“Happiness is the meaning and the purpose of life, the whole aim and end of human existence” - Aristotle

When I speak with other people who share the unique experience of having gone to a democratic free school, what we end up talking about is not howit prepared us for success in adulthood - we take that as a given - but how grateful we are to have had such an idyllic, happy childhood; that we were free to spend every day doing just what we wanted.  People in the worlds of unschooling and progressive education spend a great deal of time arguing that these alternatives do an even better job preparing children for success than traditional education.  This has, of course, been necessary in order to legitimize these alternative movements within the mainstream.  But it leaves intact the basic assumption that childhood is merely a means to an end, that the purpose of childhood is to prepare for adulthood.  But childhood, just like all of life, is to be lived fully and enjoyed.
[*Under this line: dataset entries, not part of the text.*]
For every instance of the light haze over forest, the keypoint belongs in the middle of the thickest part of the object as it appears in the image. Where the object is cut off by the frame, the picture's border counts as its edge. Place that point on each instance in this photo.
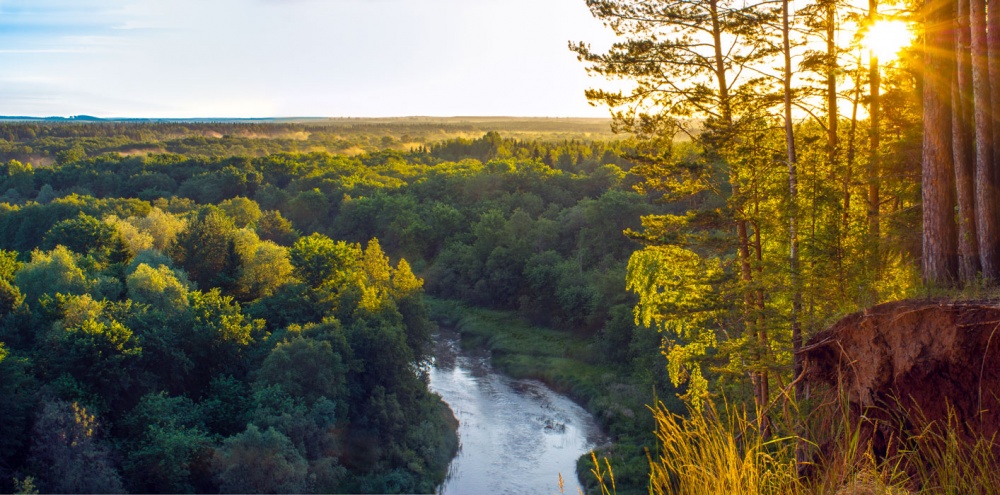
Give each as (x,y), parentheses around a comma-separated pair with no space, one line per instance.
(267,58)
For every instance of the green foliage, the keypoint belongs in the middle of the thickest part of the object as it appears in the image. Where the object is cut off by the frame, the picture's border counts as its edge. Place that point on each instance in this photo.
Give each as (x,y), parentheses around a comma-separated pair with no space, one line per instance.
(205,248)
(306,368)
(259,462)
(69,454)
(50,273)
(676,296)
(159,288)
(304,353)
(319,261)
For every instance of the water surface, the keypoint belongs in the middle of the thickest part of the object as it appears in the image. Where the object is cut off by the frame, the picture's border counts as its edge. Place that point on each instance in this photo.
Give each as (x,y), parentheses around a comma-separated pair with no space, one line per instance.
(515,436)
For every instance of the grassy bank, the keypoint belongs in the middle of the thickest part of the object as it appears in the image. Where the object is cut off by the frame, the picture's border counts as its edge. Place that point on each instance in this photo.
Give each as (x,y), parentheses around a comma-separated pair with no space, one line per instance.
(571,364)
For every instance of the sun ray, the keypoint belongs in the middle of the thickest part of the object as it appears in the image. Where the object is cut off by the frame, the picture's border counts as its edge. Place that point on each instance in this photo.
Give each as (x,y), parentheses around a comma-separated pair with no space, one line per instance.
(886,38)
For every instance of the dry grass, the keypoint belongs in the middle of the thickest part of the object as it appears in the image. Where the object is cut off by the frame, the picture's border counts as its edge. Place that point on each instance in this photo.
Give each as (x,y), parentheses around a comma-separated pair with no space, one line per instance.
(722,452)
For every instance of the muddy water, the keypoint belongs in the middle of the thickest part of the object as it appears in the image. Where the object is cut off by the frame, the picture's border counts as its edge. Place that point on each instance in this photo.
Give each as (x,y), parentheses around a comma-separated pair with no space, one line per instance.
(515,436)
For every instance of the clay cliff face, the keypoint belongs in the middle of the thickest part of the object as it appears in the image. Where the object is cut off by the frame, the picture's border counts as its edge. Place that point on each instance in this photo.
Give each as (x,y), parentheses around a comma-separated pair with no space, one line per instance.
(901,365)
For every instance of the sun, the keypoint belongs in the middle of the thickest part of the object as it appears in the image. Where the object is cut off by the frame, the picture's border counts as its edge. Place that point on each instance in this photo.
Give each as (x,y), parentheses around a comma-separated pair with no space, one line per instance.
(886,38)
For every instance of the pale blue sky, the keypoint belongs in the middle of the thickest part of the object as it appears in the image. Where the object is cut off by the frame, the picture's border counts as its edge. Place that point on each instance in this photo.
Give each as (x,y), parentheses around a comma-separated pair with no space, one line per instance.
(266,58)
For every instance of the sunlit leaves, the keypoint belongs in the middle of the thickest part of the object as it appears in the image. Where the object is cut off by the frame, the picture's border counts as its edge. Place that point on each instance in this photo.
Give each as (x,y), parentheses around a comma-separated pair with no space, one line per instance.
(677,295)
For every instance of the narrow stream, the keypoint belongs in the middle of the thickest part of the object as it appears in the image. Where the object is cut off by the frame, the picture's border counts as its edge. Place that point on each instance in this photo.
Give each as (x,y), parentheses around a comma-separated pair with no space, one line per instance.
(515,436)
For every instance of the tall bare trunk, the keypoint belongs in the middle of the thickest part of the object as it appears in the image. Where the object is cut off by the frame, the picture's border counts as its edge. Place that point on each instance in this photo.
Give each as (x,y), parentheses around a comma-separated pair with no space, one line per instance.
(793,218)
(963,148)
(986,176)
(874,138)
(940,236)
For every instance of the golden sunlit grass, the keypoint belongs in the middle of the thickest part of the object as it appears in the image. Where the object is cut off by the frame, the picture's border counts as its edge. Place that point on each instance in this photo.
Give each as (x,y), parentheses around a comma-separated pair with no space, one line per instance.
(713,452)
(886,38)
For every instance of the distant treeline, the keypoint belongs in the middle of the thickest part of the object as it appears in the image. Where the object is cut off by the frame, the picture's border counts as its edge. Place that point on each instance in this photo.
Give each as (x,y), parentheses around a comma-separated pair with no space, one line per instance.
(204,322)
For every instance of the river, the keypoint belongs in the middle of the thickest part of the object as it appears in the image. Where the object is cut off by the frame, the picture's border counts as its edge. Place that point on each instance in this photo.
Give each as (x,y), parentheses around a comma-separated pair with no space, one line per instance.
(515,436)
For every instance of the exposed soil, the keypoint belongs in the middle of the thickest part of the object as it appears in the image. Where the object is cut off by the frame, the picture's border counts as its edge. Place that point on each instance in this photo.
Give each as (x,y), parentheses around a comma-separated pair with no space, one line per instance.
(905,364)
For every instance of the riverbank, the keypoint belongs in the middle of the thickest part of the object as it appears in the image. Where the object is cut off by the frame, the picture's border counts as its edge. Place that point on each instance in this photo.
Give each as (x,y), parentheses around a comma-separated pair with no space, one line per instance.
(616,395)
(507,426)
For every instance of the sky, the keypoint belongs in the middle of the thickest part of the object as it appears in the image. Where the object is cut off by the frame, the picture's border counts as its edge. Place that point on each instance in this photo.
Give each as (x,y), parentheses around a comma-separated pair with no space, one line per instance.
(295,58)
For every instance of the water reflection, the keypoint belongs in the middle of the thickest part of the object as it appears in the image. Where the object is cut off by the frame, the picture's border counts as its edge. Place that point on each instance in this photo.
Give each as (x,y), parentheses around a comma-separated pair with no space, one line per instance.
(515,436)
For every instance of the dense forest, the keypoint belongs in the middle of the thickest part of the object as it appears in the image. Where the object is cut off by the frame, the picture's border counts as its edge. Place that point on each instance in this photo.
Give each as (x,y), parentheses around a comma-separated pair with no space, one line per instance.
(810,175)
(239,319)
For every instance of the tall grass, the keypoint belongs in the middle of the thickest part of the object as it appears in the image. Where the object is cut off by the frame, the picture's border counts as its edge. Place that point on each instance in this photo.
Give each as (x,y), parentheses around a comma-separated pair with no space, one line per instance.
(709,452)
(723,452)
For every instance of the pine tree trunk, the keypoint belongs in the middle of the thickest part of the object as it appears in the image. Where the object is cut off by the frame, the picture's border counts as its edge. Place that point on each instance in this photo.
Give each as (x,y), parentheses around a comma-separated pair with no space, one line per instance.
(874,168)
(986,176)
(940,236)
(963,148)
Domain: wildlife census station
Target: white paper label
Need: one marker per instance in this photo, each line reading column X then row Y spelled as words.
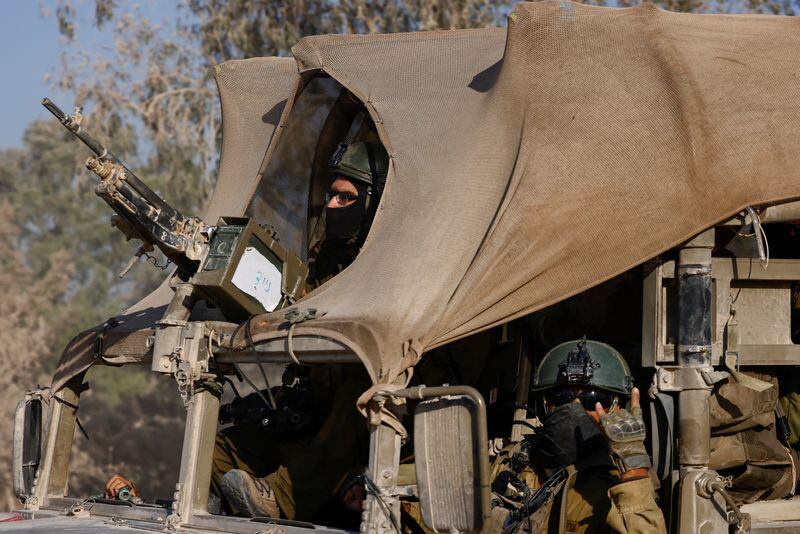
column 259, row 278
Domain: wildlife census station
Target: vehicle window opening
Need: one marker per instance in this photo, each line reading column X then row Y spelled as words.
column 291, row 194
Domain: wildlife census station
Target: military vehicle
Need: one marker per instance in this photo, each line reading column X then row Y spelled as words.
column 631, row 171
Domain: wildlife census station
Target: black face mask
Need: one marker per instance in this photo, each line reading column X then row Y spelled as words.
column 343, row 225
column 568, row 435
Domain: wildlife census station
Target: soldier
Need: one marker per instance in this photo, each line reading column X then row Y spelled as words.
column 306, row 474
column 270, row 472
column 586, row 469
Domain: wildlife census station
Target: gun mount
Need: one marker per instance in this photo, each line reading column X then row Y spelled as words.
column 237, row 265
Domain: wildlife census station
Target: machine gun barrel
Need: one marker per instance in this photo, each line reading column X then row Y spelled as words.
column 142, row 214
column 74, row 126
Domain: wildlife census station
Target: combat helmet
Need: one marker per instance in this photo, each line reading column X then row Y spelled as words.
column 364, row 162
column 584, row 363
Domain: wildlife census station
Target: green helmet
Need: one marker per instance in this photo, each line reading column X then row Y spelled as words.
column 584, row 363
column 363, row 162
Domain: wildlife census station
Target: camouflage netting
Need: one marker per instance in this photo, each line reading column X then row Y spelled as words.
column 530, row 164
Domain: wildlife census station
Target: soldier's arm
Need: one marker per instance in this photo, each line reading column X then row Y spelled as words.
column 634, row 500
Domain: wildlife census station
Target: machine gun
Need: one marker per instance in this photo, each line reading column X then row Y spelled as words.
column 236, row 265
column 140, row 212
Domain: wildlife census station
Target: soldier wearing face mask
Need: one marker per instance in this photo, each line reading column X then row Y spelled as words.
column 358, row 175
column 586, row 468
column 270, row 471
column 295, row 477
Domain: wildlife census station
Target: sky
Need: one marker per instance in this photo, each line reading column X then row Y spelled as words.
column 30, row 49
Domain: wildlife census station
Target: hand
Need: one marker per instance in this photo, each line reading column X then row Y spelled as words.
column 354, row 497
column 625, row 433
column 116, row 483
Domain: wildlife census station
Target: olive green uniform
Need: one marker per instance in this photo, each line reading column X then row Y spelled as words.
column 596, row 500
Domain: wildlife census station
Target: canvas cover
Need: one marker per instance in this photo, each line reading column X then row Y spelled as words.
column 530, row 164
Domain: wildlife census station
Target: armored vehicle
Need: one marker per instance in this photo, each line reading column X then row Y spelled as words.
column 627, row 174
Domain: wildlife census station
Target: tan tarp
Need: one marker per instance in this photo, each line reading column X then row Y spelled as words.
column 531, row 164
column 605, row 137
column 253, row 94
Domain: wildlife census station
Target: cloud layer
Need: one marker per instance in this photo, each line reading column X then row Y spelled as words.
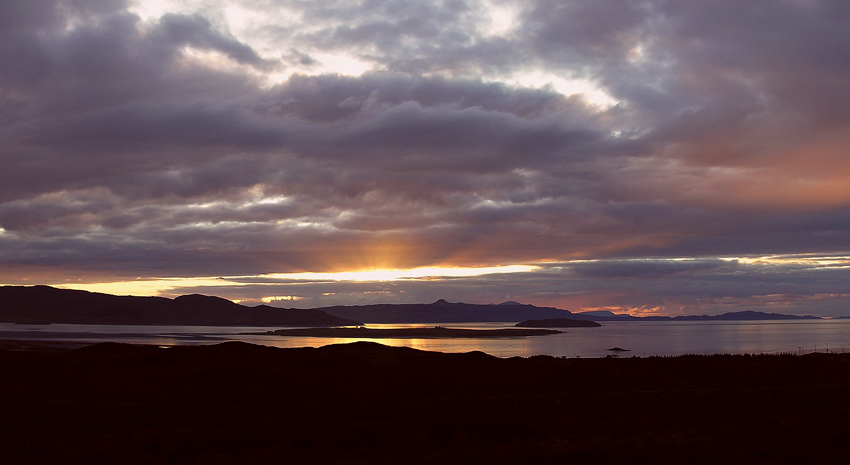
column 255, row 137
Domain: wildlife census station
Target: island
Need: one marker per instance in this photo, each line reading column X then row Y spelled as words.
column 437, row 332
column 558, row 323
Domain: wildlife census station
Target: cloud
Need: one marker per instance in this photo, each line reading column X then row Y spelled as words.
column 271, row 136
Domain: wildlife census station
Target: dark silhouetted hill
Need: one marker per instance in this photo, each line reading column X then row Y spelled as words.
column 437, row 332
column 445, row 312
column 747, row 315
column 365, row 403
column 44, row 304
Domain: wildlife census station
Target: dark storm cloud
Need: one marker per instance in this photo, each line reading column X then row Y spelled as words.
column 125, row 148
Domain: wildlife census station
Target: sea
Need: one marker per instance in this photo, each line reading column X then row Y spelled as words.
column 636, row 338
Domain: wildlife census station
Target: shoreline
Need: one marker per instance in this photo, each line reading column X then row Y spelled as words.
column 365, row 403
column 437, row 332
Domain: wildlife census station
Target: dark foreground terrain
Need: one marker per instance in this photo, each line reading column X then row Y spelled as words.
column 368, row 403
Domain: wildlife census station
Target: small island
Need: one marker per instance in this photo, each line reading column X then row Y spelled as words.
column 437, row 332
column 558, row 323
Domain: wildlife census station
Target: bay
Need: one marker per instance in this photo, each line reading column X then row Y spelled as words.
column 641, row 338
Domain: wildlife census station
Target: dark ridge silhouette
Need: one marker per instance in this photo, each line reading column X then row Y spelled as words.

Erich Fromm has said that in order for schools such as A. S. Neill's Summerhill School to take root in the United States, parents would have to start caring more about their children's happiness than about their success.  This strikes me, even today, as a radical defense of happiness.  I do not believe that success in adulthood can ever redeem a miserable childhood nor is there any reason to think that the ability to submit to authority and conform to a coercive educational system is likely to contribute to future happiness.  When children are trained to tolerate restrictions on their freedom and taught to restrain their creativity and curiosity for some future payoff, it is more likely that this pattern will simply continue to repeat itself throughout their life.  They have been taught that life is about tolerating low-grade suffering and accepting a restricted range of their full human powers.  When children become accustomed to happiness early on, however, they are likely to have a very high standard for happiness later in life and they will also be more inclined to take responsibility for their own happiness.